- Born: James Leslie Angle II September 14, 1946 Fort Worth, Texas, U.S.
- Died: February 9, 2022 (aged 75) Arlington County, Virginia, U.S.
- Occupations: Journalist, news reporter

= Jim Angle =

American journalist and television reporter (1946–2022)

James Leslie Angle II (September 14, 1946 – February 9, 2022), known as Jim Angle, was an American journalist and television reporter for Fox News and ABC News. He was part of Fox News' inaugural reporting lineup when the channel was established in 1996.

==Early life==
Angle was born in Fort Worth, Texas, on September 14, 1946. He studied political science at Texas Tech University, graduating with a Bachelor of Arts in 1969. He then obtained a Master of Arts in Latin American studies from the University of Texas at Austin. Angle was drafted into the US Army after completing college. He was consequently deployed to Vietnam and Germany, where he gave tours of Berlin to GIs as part of the special Berlin Brigade.

==Career==
Angle first worked in journalism with NPR, acting as its White House correspondent for seven years during the presidencies of Ronald Reagan and George H. W. Bush. He was also lead anchor for the Marketplace radio program from 1990 to 1993. Angle subsequently joined ABC News, covering economics on ABC World News Tonight, Nightline, and Good Morning America. While working on Nightline, he was conferred the Excellence in Financial Journalism Award in 1994 and 1995. He then became a political and economics correspondent for CNN.

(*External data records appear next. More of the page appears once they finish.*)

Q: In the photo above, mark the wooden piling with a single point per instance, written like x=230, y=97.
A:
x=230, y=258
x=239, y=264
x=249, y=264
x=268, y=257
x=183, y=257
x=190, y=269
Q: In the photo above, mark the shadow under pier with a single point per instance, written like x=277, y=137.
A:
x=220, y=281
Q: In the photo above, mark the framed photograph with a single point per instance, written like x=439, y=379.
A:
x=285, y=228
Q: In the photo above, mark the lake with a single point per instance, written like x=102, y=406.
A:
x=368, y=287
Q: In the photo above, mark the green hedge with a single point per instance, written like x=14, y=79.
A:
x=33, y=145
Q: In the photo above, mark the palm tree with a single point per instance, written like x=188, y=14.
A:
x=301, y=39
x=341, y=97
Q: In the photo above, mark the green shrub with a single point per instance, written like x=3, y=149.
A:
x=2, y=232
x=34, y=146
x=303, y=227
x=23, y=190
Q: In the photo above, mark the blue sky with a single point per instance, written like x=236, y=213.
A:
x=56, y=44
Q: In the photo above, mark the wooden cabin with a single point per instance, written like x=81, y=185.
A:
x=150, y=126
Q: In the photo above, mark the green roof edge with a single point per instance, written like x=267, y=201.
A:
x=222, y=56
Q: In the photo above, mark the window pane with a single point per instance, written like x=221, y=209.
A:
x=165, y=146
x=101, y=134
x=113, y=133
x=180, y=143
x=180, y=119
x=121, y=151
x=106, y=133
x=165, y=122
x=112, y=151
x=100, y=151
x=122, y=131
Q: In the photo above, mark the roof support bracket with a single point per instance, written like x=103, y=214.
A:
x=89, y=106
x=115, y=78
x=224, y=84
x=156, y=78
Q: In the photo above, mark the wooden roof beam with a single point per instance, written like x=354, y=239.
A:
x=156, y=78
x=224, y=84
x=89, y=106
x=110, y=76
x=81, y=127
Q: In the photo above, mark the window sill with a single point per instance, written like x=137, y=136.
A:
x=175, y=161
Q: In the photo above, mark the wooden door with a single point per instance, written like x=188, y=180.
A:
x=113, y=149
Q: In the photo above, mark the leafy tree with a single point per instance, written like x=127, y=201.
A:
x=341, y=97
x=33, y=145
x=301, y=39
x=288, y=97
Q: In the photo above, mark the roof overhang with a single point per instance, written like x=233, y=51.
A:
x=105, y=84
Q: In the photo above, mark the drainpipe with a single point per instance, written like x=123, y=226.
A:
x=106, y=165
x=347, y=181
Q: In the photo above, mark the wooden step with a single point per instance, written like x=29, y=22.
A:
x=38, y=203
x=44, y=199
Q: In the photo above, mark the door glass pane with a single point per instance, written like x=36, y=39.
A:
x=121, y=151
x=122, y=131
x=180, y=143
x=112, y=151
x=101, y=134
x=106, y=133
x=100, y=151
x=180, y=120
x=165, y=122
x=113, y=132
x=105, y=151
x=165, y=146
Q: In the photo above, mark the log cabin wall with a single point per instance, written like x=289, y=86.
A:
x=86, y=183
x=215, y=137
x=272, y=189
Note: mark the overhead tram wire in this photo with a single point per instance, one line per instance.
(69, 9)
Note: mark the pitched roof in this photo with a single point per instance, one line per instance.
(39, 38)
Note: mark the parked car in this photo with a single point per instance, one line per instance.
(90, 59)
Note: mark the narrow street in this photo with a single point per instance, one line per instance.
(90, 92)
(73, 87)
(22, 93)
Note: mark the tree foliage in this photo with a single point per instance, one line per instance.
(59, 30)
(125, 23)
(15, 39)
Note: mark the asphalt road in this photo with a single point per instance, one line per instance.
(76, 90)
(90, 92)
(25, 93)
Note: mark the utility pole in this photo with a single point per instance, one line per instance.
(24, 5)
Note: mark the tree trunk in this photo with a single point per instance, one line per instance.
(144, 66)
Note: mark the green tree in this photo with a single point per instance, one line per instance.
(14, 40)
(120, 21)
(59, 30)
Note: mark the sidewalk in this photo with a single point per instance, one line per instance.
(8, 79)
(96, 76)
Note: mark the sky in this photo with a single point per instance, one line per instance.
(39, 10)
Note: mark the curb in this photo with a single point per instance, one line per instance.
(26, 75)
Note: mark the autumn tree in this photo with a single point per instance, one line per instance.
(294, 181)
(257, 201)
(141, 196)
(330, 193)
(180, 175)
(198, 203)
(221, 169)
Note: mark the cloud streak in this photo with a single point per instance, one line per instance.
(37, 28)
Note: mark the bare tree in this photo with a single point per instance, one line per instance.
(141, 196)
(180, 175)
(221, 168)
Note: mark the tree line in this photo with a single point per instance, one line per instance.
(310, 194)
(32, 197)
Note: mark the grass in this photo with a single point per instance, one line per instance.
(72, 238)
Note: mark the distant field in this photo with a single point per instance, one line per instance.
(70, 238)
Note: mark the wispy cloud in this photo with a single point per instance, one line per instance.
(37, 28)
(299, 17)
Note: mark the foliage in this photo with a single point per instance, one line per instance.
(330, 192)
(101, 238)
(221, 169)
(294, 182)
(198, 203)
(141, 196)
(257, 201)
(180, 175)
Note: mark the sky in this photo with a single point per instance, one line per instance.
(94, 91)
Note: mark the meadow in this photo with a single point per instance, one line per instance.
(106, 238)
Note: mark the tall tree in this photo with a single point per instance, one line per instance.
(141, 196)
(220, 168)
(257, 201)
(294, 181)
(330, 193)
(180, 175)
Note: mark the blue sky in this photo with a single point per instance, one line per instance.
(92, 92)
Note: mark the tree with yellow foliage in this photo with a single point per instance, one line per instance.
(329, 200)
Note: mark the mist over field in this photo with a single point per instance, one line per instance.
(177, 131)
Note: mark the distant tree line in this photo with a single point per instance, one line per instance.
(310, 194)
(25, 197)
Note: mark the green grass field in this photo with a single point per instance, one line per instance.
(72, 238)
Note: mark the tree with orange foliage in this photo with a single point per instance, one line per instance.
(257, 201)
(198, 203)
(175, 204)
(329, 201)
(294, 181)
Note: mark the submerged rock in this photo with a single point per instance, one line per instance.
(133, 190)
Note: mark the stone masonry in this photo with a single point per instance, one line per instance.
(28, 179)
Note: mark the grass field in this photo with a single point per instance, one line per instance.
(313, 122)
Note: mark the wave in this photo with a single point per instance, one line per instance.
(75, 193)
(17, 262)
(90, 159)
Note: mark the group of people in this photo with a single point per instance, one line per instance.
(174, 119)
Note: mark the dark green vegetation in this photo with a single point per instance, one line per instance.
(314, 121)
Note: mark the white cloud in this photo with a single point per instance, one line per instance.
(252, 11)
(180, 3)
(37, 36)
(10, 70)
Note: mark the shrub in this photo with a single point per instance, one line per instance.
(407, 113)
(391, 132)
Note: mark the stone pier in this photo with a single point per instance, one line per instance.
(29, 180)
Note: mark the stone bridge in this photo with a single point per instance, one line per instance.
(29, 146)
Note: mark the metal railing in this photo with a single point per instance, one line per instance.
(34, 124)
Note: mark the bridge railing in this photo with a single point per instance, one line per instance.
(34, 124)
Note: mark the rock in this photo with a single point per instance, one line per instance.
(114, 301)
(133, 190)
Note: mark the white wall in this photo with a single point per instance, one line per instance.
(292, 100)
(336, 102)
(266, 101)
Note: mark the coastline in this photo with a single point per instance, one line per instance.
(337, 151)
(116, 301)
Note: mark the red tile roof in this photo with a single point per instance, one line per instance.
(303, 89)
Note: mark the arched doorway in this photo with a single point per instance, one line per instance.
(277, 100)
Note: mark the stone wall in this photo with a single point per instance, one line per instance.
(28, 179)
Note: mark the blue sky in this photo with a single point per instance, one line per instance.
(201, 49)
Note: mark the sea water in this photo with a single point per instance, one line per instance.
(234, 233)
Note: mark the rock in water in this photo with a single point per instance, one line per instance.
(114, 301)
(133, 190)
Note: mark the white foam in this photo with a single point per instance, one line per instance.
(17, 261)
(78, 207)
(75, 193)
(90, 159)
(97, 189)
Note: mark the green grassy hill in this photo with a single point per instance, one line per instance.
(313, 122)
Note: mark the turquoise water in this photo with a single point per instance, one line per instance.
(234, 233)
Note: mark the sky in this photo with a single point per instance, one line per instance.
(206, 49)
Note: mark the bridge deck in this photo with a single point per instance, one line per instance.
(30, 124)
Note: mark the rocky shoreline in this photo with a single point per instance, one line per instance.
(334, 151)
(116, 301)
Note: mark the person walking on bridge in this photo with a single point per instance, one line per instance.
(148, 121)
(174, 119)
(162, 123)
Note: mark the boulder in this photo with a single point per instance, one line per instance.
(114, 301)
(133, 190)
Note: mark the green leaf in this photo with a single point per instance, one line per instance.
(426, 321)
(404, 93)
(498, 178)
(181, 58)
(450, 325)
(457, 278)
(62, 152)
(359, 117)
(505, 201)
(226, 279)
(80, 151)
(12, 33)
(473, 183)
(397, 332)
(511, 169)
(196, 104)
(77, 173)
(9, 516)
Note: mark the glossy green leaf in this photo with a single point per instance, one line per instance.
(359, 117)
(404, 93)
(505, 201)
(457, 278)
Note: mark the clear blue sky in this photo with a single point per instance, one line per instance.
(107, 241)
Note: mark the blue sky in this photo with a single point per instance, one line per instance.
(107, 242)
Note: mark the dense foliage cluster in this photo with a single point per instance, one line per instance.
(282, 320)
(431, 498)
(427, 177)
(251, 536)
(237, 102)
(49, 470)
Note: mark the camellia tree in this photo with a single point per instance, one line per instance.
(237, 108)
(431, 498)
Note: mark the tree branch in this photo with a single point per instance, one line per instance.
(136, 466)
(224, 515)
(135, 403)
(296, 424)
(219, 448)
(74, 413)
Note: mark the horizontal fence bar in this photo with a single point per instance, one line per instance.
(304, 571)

While covering the 1996 presidential campaign of Bob Dole, Angle was contacted by Brit Hume, who persuaded him to join the newly-launched Fox News channel. Angle initially served as a nightly contributor to the show Special Report with Brit Hume. In addition, he regularly was a substitute host for the Friday edition of the program, giving Hume a chance to appear on Fox News Sunday as a panelist. During his tenure at Fox, Angle covered the 1996 presidential election, the impeachment of Bill Clinton three years later, as well as important international visits made by Clinton throughout his presidency. He also reported live on the 2000 presidential election recount in Florida from Al Gore's base in Nashville, Tennessee. He was bestowed the Merriman Smith Memorial Award by the White House Correspondents' Association in 2001 and 2003 for distinguished White House coverage. Angle was named chief Washington correspondent for Fox News in 2005. He was eventually promoted to Chief National Correspondent six years later, before retiring in 2014.

Angle delivered the commencement address at Texas Tech (his alma mater) in the summer of 2012. Two years later, he was named a Distinguished Alumnus by Texas Tech. He was lauded by columnist Nat Hentoff as "[o]ne of the most fair, incisive, and informed investigative reporters on the Washington scene."

==Personal life==
Angle was married to Patrice Pisinski until her death from pancreatic cancer in 2021. She was the director of the Office of Technology Advancement and Outreach at the United States Department of Energy, and they first met in 2006 after the sudden death of her first husband. He was stepfather to her two children.

Angle died on February 9, 2022, aged 75, at his home in Arlington, Virginia.